Guy Edward Bartkus, el sospechoso recientemente acusado de un atentado suicida con coche bomba contra una clínica de fertilidad en California, era un efilista, es decir, un devoto de una forma extremista de antinatalismo.
El efilismo, como todas las ideologías extremas actuales, es en gran medida un fenómeno de Internet. Sin embargo, el interés general por el antinatalismo —la creencia de que tener hijos es moralmente incorrecto— va en aumento. Algunos creen que los padres no tienen derecho a traer hijos al mundo. Un antinatalista de la India demandó a sus padres por no haber dado su consentimiento para nacer. Otros piensan que la extinción voluntaria de la humanidad es la única solución al sufrimiento que esta ha causado. El fundador de Antinatalism International, Anugraha Kumar Sharma, sostiene que «no hay absolutamente ninguna esperanza en este mundo». Aboga por el suicidio asistido voluntario incondicional… y se declara marxista.

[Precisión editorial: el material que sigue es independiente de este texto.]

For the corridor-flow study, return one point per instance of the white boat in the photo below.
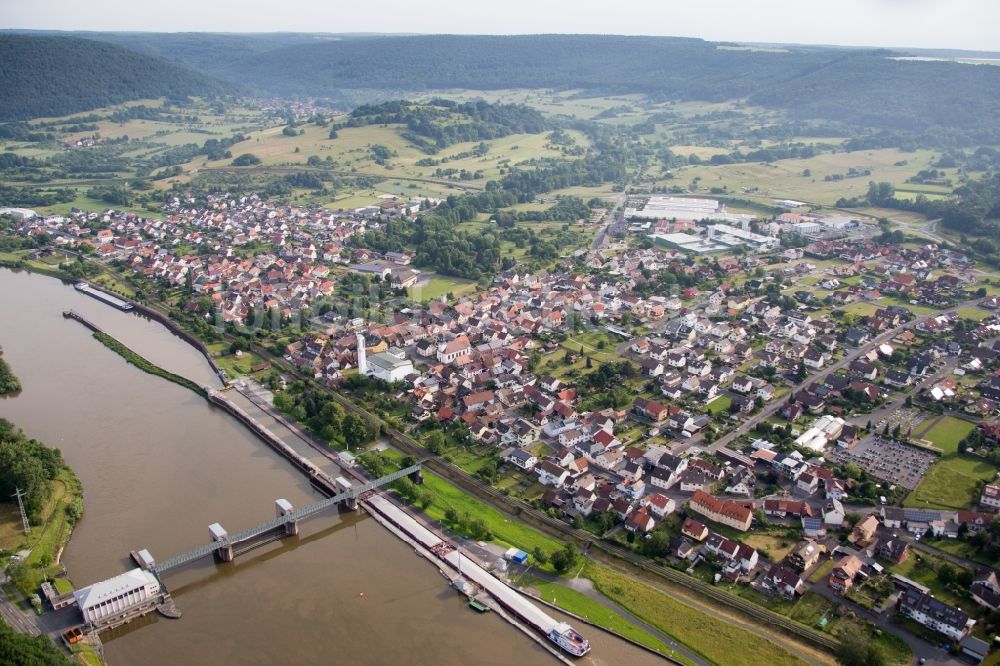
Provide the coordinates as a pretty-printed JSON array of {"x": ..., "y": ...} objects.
[{"x": 567, "y": 638}]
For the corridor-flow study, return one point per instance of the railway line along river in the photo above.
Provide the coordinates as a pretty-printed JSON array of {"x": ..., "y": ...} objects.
[{"x": 159, "y": 464}]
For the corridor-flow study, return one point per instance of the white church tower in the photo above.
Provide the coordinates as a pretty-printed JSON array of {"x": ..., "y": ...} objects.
[{"x": 362, "y": 358}]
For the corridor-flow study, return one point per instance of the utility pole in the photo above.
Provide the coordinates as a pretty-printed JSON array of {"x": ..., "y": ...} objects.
[{"x": 24, "y": 517}]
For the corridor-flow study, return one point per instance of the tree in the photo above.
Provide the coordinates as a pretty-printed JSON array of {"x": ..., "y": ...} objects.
[
  {"x": 565, "y": 558},
  {"x": 18, "y": 648},
  {"x": 355, "y": 430}
]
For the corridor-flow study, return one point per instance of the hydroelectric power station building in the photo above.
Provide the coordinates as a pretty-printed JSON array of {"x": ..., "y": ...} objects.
[{"x": 116, "y": 596}]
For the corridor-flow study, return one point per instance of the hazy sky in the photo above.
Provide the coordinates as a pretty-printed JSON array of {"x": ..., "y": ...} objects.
[{"x": 960, "y": 24}]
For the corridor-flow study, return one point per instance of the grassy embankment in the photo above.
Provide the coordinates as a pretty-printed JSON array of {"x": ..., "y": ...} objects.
[
  {"x": 699, "y": 631},
  {"x": 144, "y": 364},
  {"x": 9, "y": 382},
  {"x": 714, "y": 639},
  {"x": 593, "y": 611},
  {"x": 47, "y": 538}
]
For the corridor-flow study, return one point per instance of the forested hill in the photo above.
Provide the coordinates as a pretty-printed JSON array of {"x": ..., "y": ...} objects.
[
  {"x": 855, "y": 86},
  {"x": 54, "y": 76}
]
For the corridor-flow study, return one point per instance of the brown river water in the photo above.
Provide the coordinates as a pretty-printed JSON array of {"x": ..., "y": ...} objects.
[{"x": 159, "y": 464}]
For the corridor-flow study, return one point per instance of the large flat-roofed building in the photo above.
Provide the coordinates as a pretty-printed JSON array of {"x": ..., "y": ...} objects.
[
  {"x": 688, "y": 243},
  {"x": 724, "y": 233},
  {"x": 115, "y": 596},
  {"x": 390, "y": 366},
  {"x": 685, "y": 208}
]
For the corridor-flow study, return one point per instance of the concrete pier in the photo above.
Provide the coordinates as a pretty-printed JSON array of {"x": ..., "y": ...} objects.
[
  {"x": 225, "y": 551},
  {"x": 283, "y": 507},
  {"x": 343, "y": 486}
]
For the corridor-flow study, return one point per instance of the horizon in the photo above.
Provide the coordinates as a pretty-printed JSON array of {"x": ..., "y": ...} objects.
[
  {"x": 964, "y": 25},
  {"x": 367, "y": 34}
]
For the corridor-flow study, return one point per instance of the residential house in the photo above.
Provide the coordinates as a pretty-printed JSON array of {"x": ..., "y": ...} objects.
[
  {"x": 779, "y": 580},
  {"x": 985, "y": 590},
  {"x": 726, "y": 512},
  {"x": 805, "y": 555},
  {"x": 936, "y": 615},
  {"x": 864, "y": 531},
  {"x": 894, "y": 550},
  {"x": 694, "y": 529},
  {"x": 843, "y": 574}
]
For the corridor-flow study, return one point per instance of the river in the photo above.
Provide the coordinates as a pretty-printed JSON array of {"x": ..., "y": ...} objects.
[{"x": 159, "y": 464}]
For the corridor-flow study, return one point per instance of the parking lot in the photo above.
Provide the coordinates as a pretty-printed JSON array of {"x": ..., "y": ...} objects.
[
  {"x": 886, "y": 459},
  {"x": 906, "y": 419}
]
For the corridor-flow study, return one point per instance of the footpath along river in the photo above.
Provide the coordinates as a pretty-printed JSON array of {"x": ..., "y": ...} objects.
[{"x": 159, "y": 464}]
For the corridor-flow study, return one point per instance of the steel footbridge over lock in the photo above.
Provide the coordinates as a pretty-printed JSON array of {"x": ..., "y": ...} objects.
[{"x": 225, "y": 546}]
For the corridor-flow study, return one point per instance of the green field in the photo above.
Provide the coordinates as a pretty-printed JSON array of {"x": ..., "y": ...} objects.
[
  {"x": 951, "y": 483},
  {"x": 440, "y": 285},
  {"x": 504, "y": 529},
  {"x": 720, "y": 405},
  {"x": 714, "y": 639},
  {"x": 784, "y": 178},
  {"x": 948, "y": 432},
  {"x": 593, "y": 611}
]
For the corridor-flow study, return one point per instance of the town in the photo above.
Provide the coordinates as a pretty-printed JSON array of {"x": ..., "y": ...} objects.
[{"x": 792, "y": 407}]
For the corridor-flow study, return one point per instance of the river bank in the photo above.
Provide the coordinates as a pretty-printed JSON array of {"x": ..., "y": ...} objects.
[
  {"x": 9, "y": 383},
  {"x": 160, "y": 464},
  {"x": 35, "y": 557},
  {"x": 699, "y": 637}
]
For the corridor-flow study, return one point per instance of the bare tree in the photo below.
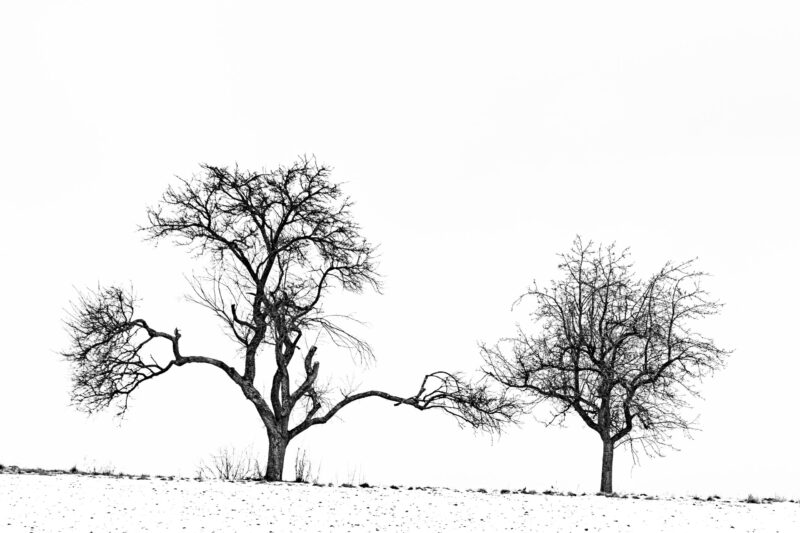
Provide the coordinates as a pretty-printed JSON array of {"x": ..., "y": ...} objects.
[
  {"x": 617, "y": 350},
  {"x": 275, "y": 243}
]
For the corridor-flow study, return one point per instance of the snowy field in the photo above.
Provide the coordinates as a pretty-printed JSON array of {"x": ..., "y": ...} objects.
[{"x": 51, "y": 503}]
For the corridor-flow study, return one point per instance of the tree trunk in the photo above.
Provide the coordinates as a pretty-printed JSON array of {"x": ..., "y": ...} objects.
[
  {"x": 608, "y": 467},
  {"x": 277, "y": 454}
]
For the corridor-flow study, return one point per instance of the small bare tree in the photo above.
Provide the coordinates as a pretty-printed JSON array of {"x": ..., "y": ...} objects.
[
  {"x": 617, "y": 350},
  {"x": 275, "y": 243}
]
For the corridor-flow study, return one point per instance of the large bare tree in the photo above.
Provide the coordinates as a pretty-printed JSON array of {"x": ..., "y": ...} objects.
[
  {"x": 618, "y": 351},
  {"x": 274, "y": 244}
]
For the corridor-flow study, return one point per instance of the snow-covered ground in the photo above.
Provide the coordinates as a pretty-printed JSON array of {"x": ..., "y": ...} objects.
[{"x": 51, "y": 503}]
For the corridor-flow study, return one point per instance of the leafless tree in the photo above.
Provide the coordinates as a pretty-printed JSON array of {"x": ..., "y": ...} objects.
[
  {"x": 275, "y": 242},
  {"x": 617, "y": 350}
]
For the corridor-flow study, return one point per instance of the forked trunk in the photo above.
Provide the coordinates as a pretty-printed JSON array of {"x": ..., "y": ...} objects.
[
  {"x": 608, "y": 467},
  {"x": 277, "y": 454}
]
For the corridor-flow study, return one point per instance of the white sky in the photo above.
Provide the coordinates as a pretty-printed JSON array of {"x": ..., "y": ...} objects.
[{"x": 476, "y": 140}]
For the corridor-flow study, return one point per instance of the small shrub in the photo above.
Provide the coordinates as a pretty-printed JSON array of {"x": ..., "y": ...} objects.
[
  {"x": 228, "y": 464},
  {"x": 752, "y": 499}
]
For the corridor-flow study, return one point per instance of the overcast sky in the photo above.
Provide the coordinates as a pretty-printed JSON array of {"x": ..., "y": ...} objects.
[{"x": 477, "y": 140}]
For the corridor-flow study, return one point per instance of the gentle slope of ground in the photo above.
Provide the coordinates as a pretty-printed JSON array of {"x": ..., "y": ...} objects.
[{"x": 54, "y": 503}]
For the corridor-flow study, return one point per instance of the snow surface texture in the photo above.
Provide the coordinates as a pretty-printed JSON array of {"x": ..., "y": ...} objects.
[{"x": 33, "y": 503}]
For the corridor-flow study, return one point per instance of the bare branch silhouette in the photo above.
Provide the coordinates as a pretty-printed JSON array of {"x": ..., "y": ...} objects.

El antinatalismo no es necesariamente una ideología partidista, aunque estos sentimientos se reflejan en algunos sectores de la izquierda contemporánea. «Personalmente, no creo que sea obvio que tengamos la obligación de garantizar la continuidad de la humanidad», argumenta Nathan Robinson, editor de la revista de izquierda Current Affairs. «Dejemos que los manatíes hereden la Tierra». Por su parte, Antonio Melonio, escritor de izquierda que edita el popular Beneath the Pavement Substack, sostiene que tener hijos es «el fin del sentimiento radical y, en muchos sentidos, de la libertad misma». Para Melonio, formar una familia, lejos de abrir una nueva ventana al futuro, una nueva conexión con la posteridad, supone la sumisión definitiva: «Es muy difícil protestar, organizarse, amotinarse y prender fuego a coches de policía cuando tienes bocas que alimentar e hipotecas que pagar».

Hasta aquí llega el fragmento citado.